Identification for DDI 4
This version: 2014-03-27
Prepared By: Dan Smith-Colectica, reviewed and modified at NADDI Sprint
This document outlines the DDI Technical Committee discussion on identification in DDI 4 from February 2014.
- Global Uniqueness
- Alignment with DDI 3.2 Lifecycle
- Alignment with ISO/IEC 11179-6
- Semantics work in both XML and RDF serializations
- Any URI pattern may be used in the RDF serialization
Requirement 6 Note:
Many organizations may have preexisting URI schemes, or have URI patterns imposed on them other organizations or governments. DDI will not require any specific information or pattern to be contained in the URIs of described resources.

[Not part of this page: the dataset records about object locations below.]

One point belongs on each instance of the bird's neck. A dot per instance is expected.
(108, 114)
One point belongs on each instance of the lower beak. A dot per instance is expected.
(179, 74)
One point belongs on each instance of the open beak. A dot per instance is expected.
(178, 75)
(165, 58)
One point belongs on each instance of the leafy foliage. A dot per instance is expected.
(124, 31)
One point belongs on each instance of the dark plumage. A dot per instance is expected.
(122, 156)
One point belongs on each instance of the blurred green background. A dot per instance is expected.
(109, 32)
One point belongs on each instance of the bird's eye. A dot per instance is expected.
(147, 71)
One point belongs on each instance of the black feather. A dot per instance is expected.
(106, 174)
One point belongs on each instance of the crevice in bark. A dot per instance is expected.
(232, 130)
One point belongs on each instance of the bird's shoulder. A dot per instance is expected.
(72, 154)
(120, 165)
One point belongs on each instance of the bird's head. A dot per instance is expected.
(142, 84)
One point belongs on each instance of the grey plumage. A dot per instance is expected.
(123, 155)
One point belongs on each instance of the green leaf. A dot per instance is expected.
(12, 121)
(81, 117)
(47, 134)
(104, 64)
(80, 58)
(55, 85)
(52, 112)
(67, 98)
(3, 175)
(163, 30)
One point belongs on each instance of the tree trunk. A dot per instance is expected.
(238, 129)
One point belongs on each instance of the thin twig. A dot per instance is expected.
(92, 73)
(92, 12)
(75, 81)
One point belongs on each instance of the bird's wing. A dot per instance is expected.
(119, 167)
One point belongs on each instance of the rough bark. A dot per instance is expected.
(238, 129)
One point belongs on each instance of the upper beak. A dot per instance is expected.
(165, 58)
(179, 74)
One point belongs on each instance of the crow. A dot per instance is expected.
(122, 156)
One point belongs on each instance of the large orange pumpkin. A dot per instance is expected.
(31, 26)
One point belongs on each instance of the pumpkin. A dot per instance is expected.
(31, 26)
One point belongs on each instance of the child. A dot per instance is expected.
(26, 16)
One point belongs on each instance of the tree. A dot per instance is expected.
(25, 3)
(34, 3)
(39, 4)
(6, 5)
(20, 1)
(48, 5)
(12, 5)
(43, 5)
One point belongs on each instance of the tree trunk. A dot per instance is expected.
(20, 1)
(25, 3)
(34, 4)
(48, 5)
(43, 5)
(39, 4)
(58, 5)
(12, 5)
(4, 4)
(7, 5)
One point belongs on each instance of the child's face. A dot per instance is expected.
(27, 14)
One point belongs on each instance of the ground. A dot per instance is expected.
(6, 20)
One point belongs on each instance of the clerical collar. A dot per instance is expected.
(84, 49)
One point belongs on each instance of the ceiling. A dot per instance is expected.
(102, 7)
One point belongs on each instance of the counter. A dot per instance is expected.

To align with both DDI 3.x and ISO/IEC 11179-6, the identifier system will continue to be based on a combination of:
- Agency Identifier
- Item Identifier
- Item Version
These parts correspond to the agency, id, and version used in DDI 3.x and to the registration authority identifier (RAI), data identifier (DI), and version identifier (VI) constituting the international registration data identifier (IRDI) in ISO/IEC 11179-6
In DDI 3.x, all items had an agency, item id, and version. However, some types of items could inherit a parent item’s agency. Some items would inherit a parent item’s version. In DDI 4, all items will have their own Agency, Item Identifier, and Item Version specified.
In DDI 3.x, regular expressions restricted the Agency Identifier, Item Identifier, and Item Version. It is suggested that these types of restrictions be removed for DDI 4.
A suggested format is a string without colons and whitespace.
Unrestricted identifiers allow systems to use internal identifiers that may have been previously restricted. Additional versioning schemes, such as hash function as used by git and mercurial, could also be implemented by users and systems when using an unrestricted version field.
Note that these are restrictions on the specific content not the structure of a DDI URN. The restriction on the use of a colon supports the use of this character as a URN separator.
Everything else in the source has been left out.